En el jardín florece la
bugambilia. Y un amigo que vive en Hungría me escribe que no basta con viajar
al norte en primavera para comprender el prodigio de la naturaleza. Resulta,
dice, que hace falta vivir el invierno, seis meses sin sol, el frío y la nieve
para comprender cabalmente el sentimiento de resurrección que hay en
Wordsworth, en Keats, en Hauptmann. No le falta razón, y sin embargo la
primavera también se nutre de lecturas y recuerdos.
Desde la ventana de la sala
veía la bugambilia en la casa de mi infancia. Cubría un muro de ladrillos
rojos, tosco, que casi nunca tenía ocasión de mostrar su fealdad. La bugambilia
era una fiesta, un derroche, una explosión colorida y silvestre que nadie
tocaba por inaccesible, que colgaba y extendía algunas ramas casi al alcance de
mi mano. Sus hojas, cuando caían, encendían el suelo de color.
Luego se convirtió en un
asunto filológico. Como un tan Louis Antoine de Bougainville la llevó a Francia
desde América, le dieron su nombre. El Diccionario la llama buganvilia o
buganvilla (el género es: Bougainvillea), y también he visto su nombre como
bugambilla.

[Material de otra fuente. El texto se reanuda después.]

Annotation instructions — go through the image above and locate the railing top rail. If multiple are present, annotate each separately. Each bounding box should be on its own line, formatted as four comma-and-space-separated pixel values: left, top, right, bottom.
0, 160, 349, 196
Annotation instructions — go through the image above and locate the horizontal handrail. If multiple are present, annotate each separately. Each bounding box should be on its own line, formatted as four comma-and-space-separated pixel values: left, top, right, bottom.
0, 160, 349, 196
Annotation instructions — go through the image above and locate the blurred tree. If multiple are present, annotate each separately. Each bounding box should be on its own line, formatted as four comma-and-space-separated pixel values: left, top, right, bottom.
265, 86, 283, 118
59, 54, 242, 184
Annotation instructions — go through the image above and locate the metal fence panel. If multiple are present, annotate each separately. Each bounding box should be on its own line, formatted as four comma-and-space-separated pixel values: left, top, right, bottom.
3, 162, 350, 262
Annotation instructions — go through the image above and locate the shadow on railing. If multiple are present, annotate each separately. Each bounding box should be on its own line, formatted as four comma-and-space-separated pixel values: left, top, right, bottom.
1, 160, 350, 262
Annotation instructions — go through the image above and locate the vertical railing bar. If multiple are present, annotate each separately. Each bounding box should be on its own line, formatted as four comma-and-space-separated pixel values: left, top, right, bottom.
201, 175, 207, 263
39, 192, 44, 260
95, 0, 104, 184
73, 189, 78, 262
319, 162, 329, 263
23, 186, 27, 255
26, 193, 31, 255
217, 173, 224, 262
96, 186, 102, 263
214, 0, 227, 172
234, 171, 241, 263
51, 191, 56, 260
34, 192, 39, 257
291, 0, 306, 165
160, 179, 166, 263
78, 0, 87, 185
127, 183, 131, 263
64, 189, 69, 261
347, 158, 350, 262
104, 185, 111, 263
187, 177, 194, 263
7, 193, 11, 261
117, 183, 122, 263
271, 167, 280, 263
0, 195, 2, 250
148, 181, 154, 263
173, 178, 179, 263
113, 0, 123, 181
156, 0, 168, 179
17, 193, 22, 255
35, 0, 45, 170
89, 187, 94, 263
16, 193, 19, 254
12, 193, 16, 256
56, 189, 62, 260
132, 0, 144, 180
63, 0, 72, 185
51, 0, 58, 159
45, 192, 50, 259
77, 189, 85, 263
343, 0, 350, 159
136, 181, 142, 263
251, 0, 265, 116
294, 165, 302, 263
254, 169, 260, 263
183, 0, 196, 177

En otros países americanos recibe otros nombres. Pero ninguno tiene
el color tan intenso ni la solera de bugambilia.
La lujosa mancha de vino de la bugambilia sobre el muro
inmaculado, blanquísimo, dice Octavio Paz. Leo
y me detengo, voy de la lectura al final de la casa, y luego a aquella lejana ventana
de la sala. La bugambilia me acompaña, está conmigo, frente a mí: en el jardín
de mi casa, en el poema, en el recuerdo y la memoria de la infancia.